If you don’t reach the 50% benchmark immediately, don’t worry. This world we live in trains us to want instant success; and yet, success in the most important endeavors takes time. It may be years, or even decades, before you reach this point. You may never reach that level; and that’s okay. Just keep working. 

Key Takeaways: 

  • Start with small to medium sized pieces that you can sell for $50-$150. 
  • Once half or more of those pieces sell as quickly as you make them, increase your prices by about 10%. 
  • Continue to improve your work, network with other artists, seek showing opportunities, teach, and generally increase your fame. As the demand for your work increases, so will the scarcity, and therefore the perceived value. 
  • Make the kind of art that speaks to you, but realize that it has to be pleasing to the eye. No one will buy CD’s from someone whose music is obnoxious, and no one will buy your work if it’s ugly.

That’s it! For a more general discussion of how to make money painting, check out the previous article on that here. 

For all you fantastic artists reading this, what has and has not worked for you? What paintings have sold well? What’s bombed? Leave your thoughts in the comments. Let’s all get better together! 

6 Replies to “How to Price Your Work”

  1. Hey Anthony! I love your work and appreciate your insights. I’m trying to get started as a muralist, and feel uncertain about what to charge and what fair market value is here in central NC. My research indicates most muralists price per sq ft and based on the level of detail. $10/sq ft seems to be the base rate for low detail, but I worry I will lose work if I charge that. Thoughts?

    1. Hmm, great question. It’s pretty common for artists to charge lower than normal rates at first while they’re building up their portfolios. That’s a really common practice amongst photographers, for instance. So, if you feel like you need a little momentum to get off the ground, then sure, maybe charge a little less per square foot. Then again, don’t let yourself get taken advantage of; I’ve only painted one mural, but I know how much work and effort it takes. I recommend you select a “minimum charge” to do a job, no matter how small, so that you know it will be worth your time. Lastly, once you do a few jobs, start charging normal rates. Don’t gauge your clients, but make it obvious that you’re serious about the craft. Position yourself as a luxury brand, not a cheap one. I hope that’s helpful!

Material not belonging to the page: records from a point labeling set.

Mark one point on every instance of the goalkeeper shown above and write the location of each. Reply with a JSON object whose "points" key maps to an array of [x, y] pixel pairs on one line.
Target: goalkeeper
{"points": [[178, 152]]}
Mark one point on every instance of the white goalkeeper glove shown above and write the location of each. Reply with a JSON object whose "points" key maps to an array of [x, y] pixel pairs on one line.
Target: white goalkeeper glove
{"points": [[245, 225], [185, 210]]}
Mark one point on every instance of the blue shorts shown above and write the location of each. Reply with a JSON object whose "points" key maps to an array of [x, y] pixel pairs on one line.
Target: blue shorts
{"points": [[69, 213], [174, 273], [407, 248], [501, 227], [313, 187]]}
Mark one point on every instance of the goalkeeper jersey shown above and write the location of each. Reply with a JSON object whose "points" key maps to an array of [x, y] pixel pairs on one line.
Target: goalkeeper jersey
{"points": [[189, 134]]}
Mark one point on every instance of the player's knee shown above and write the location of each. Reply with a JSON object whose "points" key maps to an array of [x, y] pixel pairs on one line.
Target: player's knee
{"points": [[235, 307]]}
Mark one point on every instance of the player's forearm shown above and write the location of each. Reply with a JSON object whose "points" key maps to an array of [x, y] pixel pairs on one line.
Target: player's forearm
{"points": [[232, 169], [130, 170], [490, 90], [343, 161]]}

  2. Thanks , good advice – I make things from bowls , furniture and paintings( portraits and landscapes) watercolor and oil.
    What has sold has been personal ,watercolor portraits of them doing what they like doing – so a couple of boxing portraits have sold . Since I woodwork I’ve been making my own frames to increase appeal . Some pet portraits have sold. With woodworking it’s been bowls that have sold.
    If I got paid by the hour I would be making about $3/hr- ( just kidding) but I really haven’t figured it out.